Without the digital-workflow capability, “we as designers might have been hesitant to put forth a design that complex and untested,” says Chris Leary, AIA, LEED AP, a principal with Kling-Stubbins, who served as project director. “Without BIM, we’d have spent a lot of time developing two-dimensional drawings and technical details. With it, we were able to proceed with some confidence, and we were able to look for ways to achieve the design with economy. And because of the IPD approach, we were able to engage that expertise [with the millworker] much more quickly.”

Leary adds that more contractors are likely to add virtual construction managers to their teams, like Tocci Building, so they can leverage BIM to construct buildings virtually first. “I think more contractors will see this as a competitive advantage and as a way to realize schedule efficiencies and improve the quality of construction,” he says. “I think owners are going to get wise to this, too.”

Integrated Delivery

Using BIM and IPD allowed the team to complete the Autodesk project on a fairly fast timetable; design work began in May 2008 and the building was occupied by January. Taken together, BIM and IPD have the potential to revolutionize the green-building industry, Simpson says. Although one can be used without the other, leveraging them together allows for a tremendous increase in efficiency and demonstrable reduction in waste, an inherently sustainable objective. Although the design team says it is difficult to determine how much longer the project would have taken without BIM and IPD, the team notes the project grew in scope by 20 percent with the addition of an atrium and employee cafeteria, yet it was still finished on time.

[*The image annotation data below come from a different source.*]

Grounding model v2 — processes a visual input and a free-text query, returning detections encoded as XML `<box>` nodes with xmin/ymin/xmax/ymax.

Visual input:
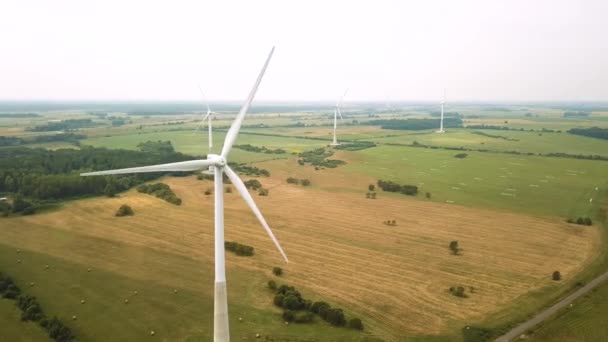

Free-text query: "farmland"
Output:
<box><xmin>0</xmin><ymin>103</ymin><xmax>608</xmax><ymax>341</ymax></box>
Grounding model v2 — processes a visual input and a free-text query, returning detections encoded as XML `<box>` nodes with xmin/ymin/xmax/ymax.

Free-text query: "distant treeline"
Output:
<box><xmin>0</xmin><ymin>273</ymin><xmax>75</xmax><ymax>342</ymax></box>
<box><xmin>568</xmin><ymin>127</ymin><xmax>608</xmax><ymax>140</ymax></box>
<box><xmin>234</xmin><ymin>144</ymin><xmax>287</xmax><ymax>154</ymax></box>
<box><xmin>378</xmin><ymin>179</ymin><xmax>418</xmax><ymax>196</ymax></box>
<box><xmin>0</xmin><ymin>113</ymin><xmax>40</xmax><ymax>119</ymax></box>
<box><xmin>137</xmin><ymin>183</ymin><xmax>182</xmax><ymax>205</ymax></box>
<box><xmin>28</xmin><ymin>119</ymin><xmax>96</xmax><ymax>132</ymax></box>
<box><xmin>429</xmin><ymin>111</ymin><xmax>462</xmax><ymax>119</ymax></box>
<box><xmin>465</xmin><ymin>124</ymin><xmax>562</xmax><ymax>133</ymax></box>
<box><xmin>0</xmin><ymin>133</ymin><xmax>87</xmax><ymax>147</ymax></box>
<box><xmin>471</xmin><ymin>131</ymin><xmax>519</xmax><ymax>141</ymax></box>
<box><xmin>334</xmin><ymin>141</ymin><xmax>376</xmax><ymax>151</ymax></box>
<box><xmin>298</xmin><ymin>147</ymin><xmax>346</xmax><ymax>168</ymax></box>
<box><xmin>367</xmin><ymin>118</ymin><xmax>462</xmax><ymax>131</ymax></box>
<box><xmin>0</xmin><ymin>142</ymin><xmax>193</xmax><ymax>200</ymax></box>
<box><xmin>564</xmin><ymin>111</ymin><xmax>591</xmax><ymax>118</ymax></box>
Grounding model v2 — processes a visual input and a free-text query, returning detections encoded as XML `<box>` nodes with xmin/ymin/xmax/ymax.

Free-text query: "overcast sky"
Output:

The goal of the atrium was twofold: to add drama and visual interest to the building and facilitate daylighting. When the designers first presented the atrium in a 2-D format, the Autodesk review team was not convinced that it was large or elegant enough to work in the space. During a meeting, however, the designers were able to open up the model in Revit and use its walk-through tool to better demonstrate how the completed atrium would look and feel. Because the integrated team was able to review the design together, it was quickly approved.

“With a combination of IPD with BIM, you’re going to get better quality construction with better quality design,” Simpson says. “The construction industry is going to have a lower level of waste and an elimination of shop drawings. I do believe it’s going to radicalize how design delivery is done.”